Working with Soundscape Survey Data

import matplotlib.pyplot as plt
import pandas as pd

import soundscapy as sspy
from soundscapy.databases import isd
from soundscapy.surveys import LANGUAGE_ANGLES, PAQ_IDS, rename_paqs

Introduction

This tutorial provides a comprehensive guide to working with soundscape survey data using the Soundscapy package. We’ll cover loading, validating, cleaning, and processing survey data, with a focus on the International Soundscape Database (ISD) format.

Learning Objectives

By the end of this tutorial, you will be able to: - Load and validate soundscape survey data - Perform data quality checks and handle missing values - Calculate ISO coordinates from PAQ ratings - Filter and group data by various criteria - Work with different survey formats and scales - Handle multi-language data using language-specific angles

Let’s begin by importing the necessary libraries:

1. Loading Soundscape Survey Data

Soundscapy provides several ways to load soundscape survey data. The most common approach is to use the built-in functions for loading the International Soundscape Database (ISD).

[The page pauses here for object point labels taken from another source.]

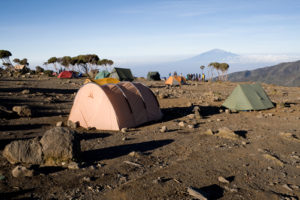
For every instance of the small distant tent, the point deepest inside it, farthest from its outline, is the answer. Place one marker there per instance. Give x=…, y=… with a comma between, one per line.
x=102, y=74
x=102, y=81
x=153, y=76
x=248, y=97
x=122, y=74
x=114, y=106
x=65, y=74
x=175, y=80
x=19, y=67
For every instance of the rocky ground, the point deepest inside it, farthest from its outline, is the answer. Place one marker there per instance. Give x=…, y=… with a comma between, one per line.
x=197, y=145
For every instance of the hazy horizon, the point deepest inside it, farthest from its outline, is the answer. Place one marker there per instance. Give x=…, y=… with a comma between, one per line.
x=143, y=32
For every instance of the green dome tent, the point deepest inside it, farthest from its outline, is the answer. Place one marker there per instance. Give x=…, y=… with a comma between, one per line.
x=153, y=76
x=122, y=74
x=248, y=97
x=102, y=74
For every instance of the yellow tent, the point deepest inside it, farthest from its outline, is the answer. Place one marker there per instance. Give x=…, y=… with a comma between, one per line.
x=102, y=81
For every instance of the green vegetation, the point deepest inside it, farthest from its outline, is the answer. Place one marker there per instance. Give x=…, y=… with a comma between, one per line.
x=24, y=61
x=84, y=63
x=4, y=56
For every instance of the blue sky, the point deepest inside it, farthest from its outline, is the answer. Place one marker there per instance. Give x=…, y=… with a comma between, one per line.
x=137, y=31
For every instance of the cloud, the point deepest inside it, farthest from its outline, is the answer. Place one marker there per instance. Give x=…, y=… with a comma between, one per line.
x=268, y=58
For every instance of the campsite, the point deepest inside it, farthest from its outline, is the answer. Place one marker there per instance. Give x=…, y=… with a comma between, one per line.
x=197, y=144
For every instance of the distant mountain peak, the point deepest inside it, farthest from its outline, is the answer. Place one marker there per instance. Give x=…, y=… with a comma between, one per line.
x=214, y=55
x=219, y=52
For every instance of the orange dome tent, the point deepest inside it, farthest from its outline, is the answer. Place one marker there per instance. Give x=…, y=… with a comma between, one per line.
x=114, y=106
x=175, y=80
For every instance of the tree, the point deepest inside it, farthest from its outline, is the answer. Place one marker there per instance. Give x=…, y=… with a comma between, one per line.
x=4, y=56
x=16, y=60
x=24, y=61
x=212, y=66
x=65, y=61
x=105, y=62
x=202, y=68
x=224, y=68
x=52, y=60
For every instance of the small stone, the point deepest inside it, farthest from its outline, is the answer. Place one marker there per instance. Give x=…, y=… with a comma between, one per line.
x=22, y=111
x=59, y=124
x=259, y=116
x=25, y=92
x=191, y=126
x=181, y=124
x=191, y=116
x=72, y=124
x=158, y=180
x=223, y=180
x=163, y=95
x=21, y=171
x=231, y=189
x=295, y=187
x=196, y=108
x=92, y=167
x=124, y=130
x=208, y=132
x=233, y=111
x=86, y=179
x=163, y=129
x=189, y=104
x=73, y=165
x=286, y=186
x=136, y=154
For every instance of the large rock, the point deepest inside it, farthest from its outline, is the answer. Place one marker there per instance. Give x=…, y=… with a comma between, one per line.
x=60, y=145
x=24, y=151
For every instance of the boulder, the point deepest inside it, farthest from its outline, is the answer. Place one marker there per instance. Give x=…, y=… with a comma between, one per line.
x=24, y=151
x=5, y=113
x=22, y=111
x=60, y=145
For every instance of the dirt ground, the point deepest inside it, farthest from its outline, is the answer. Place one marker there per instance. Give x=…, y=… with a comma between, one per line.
x=260, y=164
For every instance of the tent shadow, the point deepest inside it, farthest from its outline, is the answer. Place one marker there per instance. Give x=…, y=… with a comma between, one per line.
x=241, y=133
x=40, y=90
x=14, y=195
x=47, y=170
x=175, y=113
x=24, y=127
x=4, y=142
x=92, y=156
x=206, y=111
x=90, y=136
x=211, y=192
x=178, y=112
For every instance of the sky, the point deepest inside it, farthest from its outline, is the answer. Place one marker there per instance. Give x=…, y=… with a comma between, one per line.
x=137, y=31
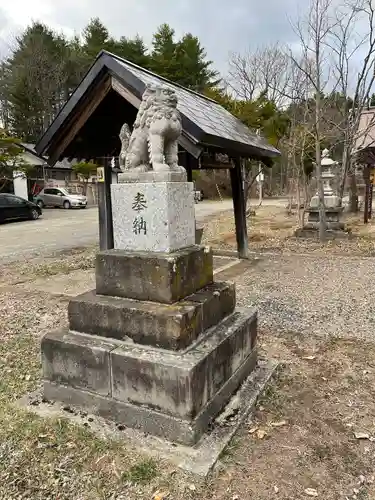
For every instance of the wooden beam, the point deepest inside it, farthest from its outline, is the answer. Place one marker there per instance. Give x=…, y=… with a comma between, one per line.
x=81, y=116
x=125, y=93
x=239, y=209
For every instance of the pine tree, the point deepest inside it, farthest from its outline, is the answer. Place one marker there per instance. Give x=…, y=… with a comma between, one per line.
x=183, y=62
x=36, y=80
x=195, y=71
x=134, y=50
x=96, y=38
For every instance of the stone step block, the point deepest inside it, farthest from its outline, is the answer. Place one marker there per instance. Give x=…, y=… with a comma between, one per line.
x=182, y=385
x=168, y=326
x=184, y=391
x=78, y=361
x=156, y=277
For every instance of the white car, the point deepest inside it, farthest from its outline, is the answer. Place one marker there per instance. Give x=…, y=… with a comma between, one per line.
x=60, y=197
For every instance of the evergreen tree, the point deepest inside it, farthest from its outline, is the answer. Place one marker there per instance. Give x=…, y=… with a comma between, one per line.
x=134, y=50
x=183, y=62
x=35, y=80
x=96, y=38
x=163, y=55
x=194, y=71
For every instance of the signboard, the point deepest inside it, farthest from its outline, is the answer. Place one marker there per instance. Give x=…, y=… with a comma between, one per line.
x=100, y=174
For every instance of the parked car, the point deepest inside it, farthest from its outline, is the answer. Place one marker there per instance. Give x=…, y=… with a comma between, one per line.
x=60, y=197
x=14, y=207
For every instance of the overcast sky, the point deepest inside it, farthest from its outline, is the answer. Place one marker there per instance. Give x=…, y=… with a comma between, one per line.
x=223, y=26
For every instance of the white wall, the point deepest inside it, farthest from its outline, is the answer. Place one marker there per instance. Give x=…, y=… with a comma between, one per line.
x=20, y=184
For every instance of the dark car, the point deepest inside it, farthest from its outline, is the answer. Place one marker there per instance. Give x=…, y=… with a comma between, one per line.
x=14, y=207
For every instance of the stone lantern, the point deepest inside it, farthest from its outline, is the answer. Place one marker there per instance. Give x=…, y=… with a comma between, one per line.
x=332, y=204
x=331, y=200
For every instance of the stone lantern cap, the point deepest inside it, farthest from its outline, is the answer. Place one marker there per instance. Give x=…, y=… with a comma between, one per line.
x=326, y=160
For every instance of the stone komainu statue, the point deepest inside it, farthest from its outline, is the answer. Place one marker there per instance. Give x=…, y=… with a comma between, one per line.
x=153, y=143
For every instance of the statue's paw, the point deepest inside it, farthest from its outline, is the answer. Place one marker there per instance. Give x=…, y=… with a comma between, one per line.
x=161, y=167
x=176, y=168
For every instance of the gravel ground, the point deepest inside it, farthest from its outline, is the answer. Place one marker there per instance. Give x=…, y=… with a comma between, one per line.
x=325, y=296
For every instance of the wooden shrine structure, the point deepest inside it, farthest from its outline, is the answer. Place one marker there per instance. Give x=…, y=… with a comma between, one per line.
x=89, y=123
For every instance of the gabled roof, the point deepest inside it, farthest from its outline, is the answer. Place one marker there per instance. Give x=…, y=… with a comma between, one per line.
x=205, y=123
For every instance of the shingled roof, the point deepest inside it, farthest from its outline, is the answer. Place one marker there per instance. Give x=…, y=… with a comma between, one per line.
x=205, y=123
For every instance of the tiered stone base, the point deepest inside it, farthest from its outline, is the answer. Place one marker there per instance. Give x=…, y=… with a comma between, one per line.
x=158, y=346
x=164, y=393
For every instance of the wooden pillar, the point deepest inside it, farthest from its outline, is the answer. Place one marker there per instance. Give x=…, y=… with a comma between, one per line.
x=239, y=209
x=366, y=212
x=105, y=207
x=189, y=167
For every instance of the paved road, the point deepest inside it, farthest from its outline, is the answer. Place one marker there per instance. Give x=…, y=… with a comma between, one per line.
x=66, y=229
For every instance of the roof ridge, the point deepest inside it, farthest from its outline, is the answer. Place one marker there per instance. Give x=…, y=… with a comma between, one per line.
x=122, y=59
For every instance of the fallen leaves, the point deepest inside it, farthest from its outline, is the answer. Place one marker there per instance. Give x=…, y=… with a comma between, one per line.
x=160, y=495
x=311, y=492
x=261, y=434
x=279, y=424
x=361, y=435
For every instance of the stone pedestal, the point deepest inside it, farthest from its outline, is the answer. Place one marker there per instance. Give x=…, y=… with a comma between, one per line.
x=158, y=345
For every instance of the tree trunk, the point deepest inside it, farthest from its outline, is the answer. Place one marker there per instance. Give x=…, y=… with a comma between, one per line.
x=353, y=193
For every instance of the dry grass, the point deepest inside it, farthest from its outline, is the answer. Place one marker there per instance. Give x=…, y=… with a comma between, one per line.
x=321, y=397
x=272, y=230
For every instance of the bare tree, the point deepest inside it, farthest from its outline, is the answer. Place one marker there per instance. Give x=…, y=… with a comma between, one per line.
x=266, y=70
x=352, y=43
x=313, y=32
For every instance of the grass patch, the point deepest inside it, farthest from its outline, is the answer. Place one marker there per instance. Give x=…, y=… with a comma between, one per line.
x=142, y=472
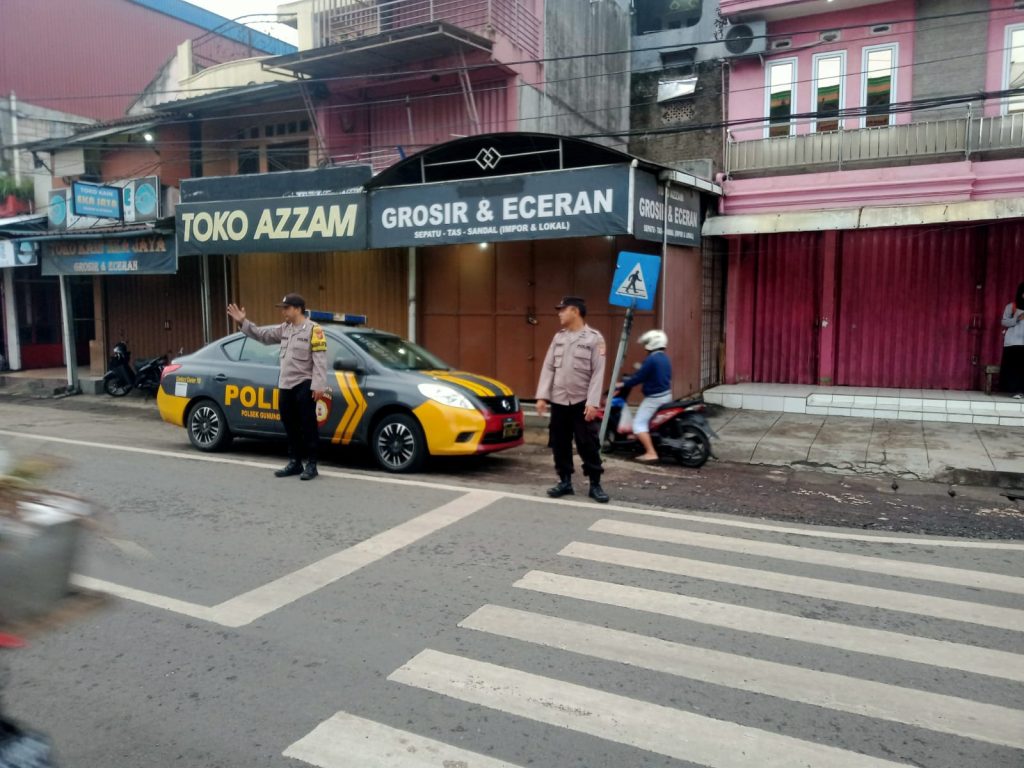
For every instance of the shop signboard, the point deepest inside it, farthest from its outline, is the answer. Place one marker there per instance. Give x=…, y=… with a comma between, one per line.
x=18, y=253
x=578, y=203
x=683, y=215
x=95, y=200
x=294, y=224
x=152, y=254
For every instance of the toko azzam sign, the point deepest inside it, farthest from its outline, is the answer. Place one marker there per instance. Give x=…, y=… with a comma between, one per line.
x=315, y=222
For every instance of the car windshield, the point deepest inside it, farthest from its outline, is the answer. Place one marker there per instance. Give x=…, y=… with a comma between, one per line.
x=395, y=352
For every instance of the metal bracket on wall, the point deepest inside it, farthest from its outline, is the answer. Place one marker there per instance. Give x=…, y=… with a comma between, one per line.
x=308, y=102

# Load the ISD dataset included with Soundscapy
data = isd.load()

# Display basic information about the dataset
print(f"Dataset shape: {data.shape}")
print(f"Number of locations: {data['LocationID'].nunique()}")
print(f"Number of records: {data['RecordID'].nunique()}")
print(f"PAQ columns: {PAQ_IDS}")

Loading from Zenodo

You can also load the ISD dataset directly from Zenodo, which allows you to access different versions of the dataset:

# Load a specific version of the ISD dataset from Zenodo
# Note: This requires an internet connection
# data_zenodo = isd.load_zenodo(version="v1.0.1")
# print(f"Zenodo dataset shape: {data_zenodo.shape}")

Loading Your Own Data

If you have your own soundscape survey data, you can load it using pandas and then process it with Soundscapy. The key is to ensure that your data includes the PAQ columns (PAQ1-PAQ8) or equivalent columns that can be renamed to match the expected format.

Example of loading your own data (commented out as it’s just an example)

# Load data from a CSV file
my_data = pd.read_csv('path/to/your/data.csv')

# If your PAQ columns have different names, rename them
paq_mapping = {
    'pleasant': 'PAQ1',
    'vibrant': 'PAQ2',
    'eventful': 'PAQ3',
    'chaotic': 'PAQ4',
    'annoying': 'PAQ5',
    'monotonous': 'PAQ6',
    'uneventful': 'PAQ7',
    'calm': 'PAQ8'
}
my_data = rename_paqs(my_data, paq_mapping)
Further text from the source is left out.